The IPCC’s AR6 emphasizes the importance of land-based carbon dioxide removal (CDR) measures, such as reforestation and bioenergy with carbon capture and storage (BECCS), to meet the Paris Agreement goals. The suggested carbon budgets for limiting global warming to well below 2°C and 1.5°C are 1150 and 500 GtCO2, respectively. The AR6 scenario database indicates a cumulative land-based CDR of 460 (350–560) GtCO2 between 2020 and 2100, with BECCS and reforestation playing significant roles. Challenges include potential trade-offs between BECCS and land-use change, land-use change, and forestry (LULUCF) removals, suggesting leakage issues. Land-intensive BECCS and reforestation face challenges related to advanced technologies and expanding forests, respectively.
Variability among models in considering land-system mitigation policies makes it challenging to understand drivers and trade-offs fully. A new study published in Nature Communications used the Global Change Analysis Model (GCAM) to highlight the policy effects on land-based CDR, trade-offs, and global market-mediated responses. Different scenarios with varied carbon pricing and mitigation policies provide insights into policy effectiveness and implications for agricultural commodity prices. However, uncertainties related to sustainability, resource use, and institutional challenges in large-scale land-based CDR deployment require careful consideration by decision-makers.
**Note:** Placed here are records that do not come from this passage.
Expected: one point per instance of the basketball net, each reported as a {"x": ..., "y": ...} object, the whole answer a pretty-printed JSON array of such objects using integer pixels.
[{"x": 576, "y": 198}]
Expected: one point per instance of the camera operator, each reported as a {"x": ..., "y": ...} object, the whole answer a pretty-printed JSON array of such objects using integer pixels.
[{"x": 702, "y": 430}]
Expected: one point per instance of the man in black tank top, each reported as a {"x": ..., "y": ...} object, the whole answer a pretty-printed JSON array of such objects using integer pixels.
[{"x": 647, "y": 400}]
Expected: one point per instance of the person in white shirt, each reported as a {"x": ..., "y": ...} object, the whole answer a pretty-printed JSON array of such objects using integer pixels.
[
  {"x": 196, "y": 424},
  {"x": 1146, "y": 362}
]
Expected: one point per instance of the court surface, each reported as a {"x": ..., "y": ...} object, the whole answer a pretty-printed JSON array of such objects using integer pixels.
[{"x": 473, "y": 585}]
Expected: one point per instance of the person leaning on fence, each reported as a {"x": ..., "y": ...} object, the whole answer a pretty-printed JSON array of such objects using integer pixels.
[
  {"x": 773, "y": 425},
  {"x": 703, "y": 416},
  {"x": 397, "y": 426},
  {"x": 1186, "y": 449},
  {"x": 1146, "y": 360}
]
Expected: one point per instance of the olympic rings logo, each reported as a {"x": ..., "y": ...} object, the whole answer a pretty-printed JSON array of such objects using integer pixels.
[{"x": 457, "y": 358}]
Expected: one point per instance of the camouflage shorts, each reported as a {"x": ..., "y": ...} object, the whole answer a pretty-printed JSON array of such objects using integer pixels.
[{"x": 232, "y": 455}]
The exploration centers on the uncertainty in predicting land-based carbon dioxide removal (CDR) and its economic and environmental impacts. Analyzing various scenarios with land-based mitigation policies, a range of 100 to 700 GtCO2 for cumulative land-based CDR by the end of the century is revealed.
The deployment of bioenergy with carbon capture and storage (BECCS) is influenced by land-system mitigation policies, and valuing soil carbon storage reduces emissions leakage, lowering mitigation costs. The examination emphasizes the inverse relationship between cumulative BECCS and land-use, land-use change, and forestry (LULUCF) removals, highlighting the contribution of BECCS and reforestation to 1.5°C and 2°C scenarios.
Insights include the higher removal intensity of BECCS over time, sensitivity of BECCS to feedstock and technology choices, and the importance of soil management and policy choices for reforestation. Tradeoffs between removal effectiveness and agricultural price responses are emphasized, underscoring the need for careful design of land-based mitigation policies considering food security and sustainability. The research suggests improvements in Integrated Assessment Models (IAMs) by harmonizing land-based mitigation policies and assumptions, providing information for future model comparison efforts in the context of climate change mitigation.
“Korea, with limited land area, will face difficult time scaling up land-based natural climate solutions,” said KAIST visiting professor Haewon McJeon, who coauthored the study. “As such, they will need to focus more heavily on innovation to reduce hard-to-abate sectors.”
Read the full paper here: https://doi.org/10.1038/s41467-024-46575-3
한국어 요약
1.5도 및 2도 미래에서의 육상 기반 탄소 제거 수단의 트레이드오프
파리 협정 목표를 달성하기 위해 산림을 포함한 이산화탄소 제거 (CDR) 방안의 중요성이 커지고 있는 가운데 카이스트 녹색성장지속가능대학원 전해원 방문교수를 포함한 연구진은 토지 기반 탄소제거 예측의 불확실성과 경제 및 환경적 영향에 대해 분석한 논문을 국제 학술지 네이처 커뮤니케이션에 출간하였다.
이 연구는 육지 기반 완화 정책을 활용하여 다양한 시나리오를 분석을 통해 BECCS의 높은 제거 강도, BECCS의 원료 및 기술 선택에 대한 민감성, 그리고 토양 관리 및 정책 선택의 중요성을 제시한다. 또한 세계 각국이 탄소중립을 위해 노력하는 가운데, 난감축 부문의 배출량을 오프셋할 천연 기후 솔루션의 역할이 대두됨을 시사하며, 다양한 토지 기반 기후 솔루션의 장단점에 대해 체계적으로 분석한 것에 의의가 있다.